Tuesday, March 31, 2009

Captain Blood

1935, US, directed by Michael Curtiz

You get the sense that Errol Flynn knew exactly what kind of opportunity had landed in his lap when he was cast as Captain Blood: he blazes across the screen, investing every line with a kind of larrikin enthusiasm, moving from high drama to comedy to swordplay with consummate ease, a gleam in his eye in almost every shot. The only downside is that the film flags somewhat when he's not onscreen, despite gripping battle sequences and a rollicking, partially fact-based plot.

Michael Curtiz shows his stripes in the early going, in the carefully-staged court sequences - great shadows loom over the spare set as the accused sweat in the makeshift dock - and on board the ship that takes Flynn and his fellow convicts to the Caribbean, the light from the water outside dappling Flynn's face. However, the grim tone of the first twenty minutes or so fades pretty quickly against the boisterous action, and even unpleasant events - such as Blood's all-too-abbreviated encounter with the dastardly Levasseur, played by the Basil Rathbone in love-to-hate-him mode - are quickly put aside by the demands of the plot.

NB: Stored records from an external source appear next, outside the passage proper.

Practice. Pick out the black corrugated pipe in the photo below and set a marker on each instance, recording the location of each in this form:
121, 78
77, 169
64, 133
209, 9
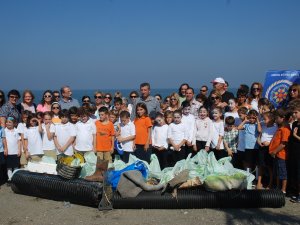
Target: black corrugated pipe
198, 198
57, 188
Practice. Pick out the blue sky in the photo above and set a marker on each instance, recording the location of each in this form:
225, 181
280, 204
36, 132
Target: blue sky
121, 43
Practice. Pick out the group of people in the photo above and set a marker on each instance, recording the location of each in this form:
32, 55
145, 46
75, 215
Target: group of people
243, 125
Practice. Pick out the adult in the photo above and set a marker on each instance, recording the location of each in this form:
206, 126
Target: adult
219, 85
195, 105
152, 104
181, 92
27, 102
174, 102
45, 104
255, 94
204, 90
10, 107
67, 101
2, 98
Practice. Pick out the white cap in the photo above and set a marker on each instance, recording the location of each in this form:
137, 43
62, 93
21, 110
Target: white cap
218, 80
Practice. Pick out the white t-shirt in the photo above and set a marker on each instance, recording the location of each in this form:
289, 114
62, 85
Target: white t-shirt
47, 144
64, 132
177, 132
34, 139
126, 131
218, 130
204, 130
84, 135
12, 139
268, 132
160, 135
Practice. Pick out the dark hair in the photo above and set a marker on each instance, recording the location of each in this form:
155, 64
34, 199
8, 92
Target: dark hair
103, 109
229, 120
145, 85
13, 92
141, 105
124, 114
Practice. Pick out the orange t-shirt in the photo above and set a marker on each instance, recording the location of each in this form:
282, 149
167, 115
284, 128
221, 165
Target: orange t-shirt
104, 132
141, 129
281, 135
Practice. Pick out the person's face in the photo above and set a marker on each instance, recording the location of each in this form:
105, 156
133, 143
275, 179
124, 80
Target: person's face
10, 124
13, 99
98, 98
296, 114
47, 119
177, 118
203, 113
64, 119
216, 114
84, 118
255, 90
117, 106
294, 93
183, 89
125, 120
186, 110
169, 119
112, 118
27, 98
140, 111
145, 91
189, 95
47, 97
231, 105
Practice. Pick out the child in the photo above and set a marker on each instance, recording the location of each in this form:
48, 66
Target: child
64, 135
143, 126
252, 128
12, 146
104, 135
159, 140
278, 148
127, 135
21, 129
33, 139
218, 133
85, 133
264, 159
204, 129
177, 137
294, 153
169, 116
230, 137
232, 111
189, 121
48, 130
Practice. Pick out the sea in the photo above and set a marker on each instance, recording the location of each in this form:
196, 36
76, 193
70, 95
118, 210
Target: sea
125, 93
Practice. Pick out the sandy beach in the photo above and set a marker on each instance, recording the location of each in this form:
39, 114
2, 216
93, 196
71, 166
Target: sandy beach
20, 209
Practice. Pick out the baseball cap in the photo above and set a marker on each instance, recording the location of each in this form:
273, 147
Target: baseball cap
218, 80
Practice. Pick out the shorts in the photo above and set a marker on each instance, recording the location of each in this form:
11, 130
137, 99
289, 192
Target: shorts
280, 168
263, 157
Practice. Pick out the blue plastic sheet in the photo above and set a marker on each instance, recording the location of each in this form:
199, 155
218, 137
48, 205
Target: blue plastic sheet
113, 176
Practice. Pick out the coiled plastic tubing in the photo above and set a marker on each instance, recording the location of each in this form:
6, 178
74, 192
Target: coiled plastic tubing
54, 187
199, 198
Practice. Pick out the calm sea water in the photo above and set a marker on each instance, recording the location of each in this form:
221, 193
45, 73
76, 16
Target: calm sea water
125, 92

This film is part of my Watching Movies in Africa project and I couldn't help wondering how African audiences must have reacted to the film's depiction of slavery. While the precipitating events at the beginning of the film are accurate enough, and resulted in the transportation of hundreds of white Englishmen to the West Indies, the film almost never shows any black slaves although they would have been in the overwhelmingly majority on the plantations; indeed, the black extras mostly serve as domestic servants rather than as field-slaves, although they are never individualized in the film. Captain Blood played at the Picturedrome theatre in Kumasi (Ghana) in January 1951, advertised with the slogan "Robin Hood in Captain Blood".

1 comment:

rudyfan1926 said...

If ever there were a screen debut in a major role in which you see a star born, this film is one of those. Flynn was clearly very much at ease before the camera and had a role to shine in.